Auch Didier Deschamps staunte nicht schlecht, als Marie-Jose Perec das Match, das die Tenniswelt in den kommenden Tagen fesseln wird, aus dem Coupe de Mousquetaires zog. Alexander Zverev gegen Rafael Nadal. Der Olympiasieger gegen den Sandplatzkönig. Die Neuauflage dieses denkwürdigen Halbfinal-Duells, das Nadal 2022 an seine Grenzen und Zverev darüber hinaus brachte. Im Rollstuhl wurde der Deutsche damals vom Court Philippe Chatrier in Paris geschoben - in eine ungewisse Zukunft.
Heute, zwei Jahre später, haben sich die Vorzeichen verändert. Zverev (27) gehört nach seinem Sieg beim Masters in Rom zu den Mitfavoriten auf den Titel bei den French Open, Nadal (37) nicht einmal mehr zu den Gesetzten. Der Spanier, 14-maliger Champion in Roland Garros, ist nach zahlreichen Verletzungen bis auf Platz 276 der Weltrangliste zurückgefallen, aber in seinem Sandplatzreich niemals zu unterschätzen.

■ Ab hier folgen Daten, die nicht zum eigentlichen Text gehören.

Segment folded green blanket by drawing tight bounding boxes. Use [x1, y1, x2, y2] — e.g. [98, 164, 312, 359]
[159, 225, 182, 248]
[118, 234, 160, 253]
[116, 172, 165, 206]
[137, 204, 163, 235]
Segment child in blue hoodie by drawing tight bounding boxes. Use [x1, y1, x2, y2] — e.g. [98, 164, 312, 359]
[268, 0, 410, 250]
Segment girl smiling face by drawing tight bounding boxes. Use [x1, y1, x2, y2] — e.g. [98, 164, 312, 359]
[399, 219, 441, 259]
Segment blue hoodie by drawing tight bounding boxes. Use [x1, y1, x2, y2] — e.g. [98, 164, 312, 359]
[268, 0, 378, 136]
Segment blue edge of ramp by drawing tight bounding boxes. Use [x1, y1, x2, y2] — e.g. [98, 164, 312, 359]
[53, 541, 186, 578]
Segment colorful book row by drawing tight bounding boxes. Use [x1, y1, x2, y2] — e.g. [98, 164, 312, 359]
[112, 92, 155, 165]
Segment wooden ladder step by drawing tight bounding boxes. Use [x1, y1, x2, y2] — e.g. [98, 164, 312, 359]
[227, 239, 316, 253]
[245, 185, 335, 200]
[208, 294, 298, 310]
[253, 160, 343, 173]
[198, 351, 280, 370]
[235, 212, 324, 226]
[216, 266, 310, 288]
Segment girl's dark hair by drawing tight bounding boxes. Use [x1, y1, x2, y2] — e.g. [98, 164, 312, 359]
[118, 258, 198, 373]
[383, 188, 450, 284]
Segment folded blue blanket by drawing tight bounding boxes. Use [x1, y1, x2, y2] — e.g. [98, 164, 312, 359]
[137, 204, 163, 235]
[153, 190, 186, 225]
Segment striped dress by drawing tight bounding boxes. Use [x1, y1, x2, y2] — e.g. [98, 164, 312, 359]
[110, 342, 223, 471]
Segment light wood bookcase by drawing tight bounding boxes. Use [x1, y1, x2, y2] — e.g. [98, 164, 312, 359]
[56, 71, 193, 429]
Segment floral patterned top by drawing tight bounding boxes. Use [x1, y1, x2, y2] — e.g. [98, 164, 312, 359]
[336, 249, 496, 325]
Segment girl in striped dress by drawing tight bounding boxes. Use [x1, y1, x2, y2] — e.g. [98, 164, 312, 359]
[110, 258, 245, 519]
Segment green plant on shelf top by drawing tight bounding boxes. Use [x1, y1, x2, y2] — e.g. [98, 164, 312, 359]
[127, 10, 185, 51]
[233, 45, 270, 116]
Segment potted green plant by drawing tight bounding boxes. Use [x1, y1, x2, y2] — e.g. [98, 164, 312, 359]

Das wusste Fußball-Weltmeister Deschamps, das wusste die dreimalige Leichtathletik-Olympiasiegerin Perec - und das weiß auch Zverev selbst. "Rafa wird viel besser spielen als in Madrid oder Rom, da bin ich sicher", sagte er nach seinem Triumph im Foro Italico. Dort war Nadal weit unter seinen außerirdischen Möglichkeiten geblieben, die ihn zum größten Sandplatzspieler der Tennisgeschichte gemacht hatten.
"Wenn man über Roland Garros spricht und Nadal dort ist, ist er für mich immer der größte Favorit", sagte auch Titelverteidiger Novak Djokovic bei seiner Generalprobe in Genf: "Nach all dem, was er auf den Plätzen von Roland Garros getan hat, ist es normal, ihn als den größten Favoriten zu sehen." Natürlich sei Nadals Niveau vor Paris "ein wenig anders" als üblich gewesen, sagte Djokovic, "aber es ist Roland Garros, und es ist Nadal."
Hier hat der 22-malige Grand-Slam-Champion die Grenzen verschoben, hier hat er erst drei (!) Matches verloren, bei 112 Siegen. 14 Mal stand er im Finale, 14 Mal gewann er, musste nie über fünf Sätze. Selbst 2022, als Zverev über weite Strecken wie der bessere Spieler aussah, führte Nadal 7:6 (10:8), 6:6, ehe der Hamburger an der Grundlinie schwer umknickte. Geschlagen geben musste sich Nadal nur Novak Djokovic (2015 und 2021) und Robin Söderling (2009).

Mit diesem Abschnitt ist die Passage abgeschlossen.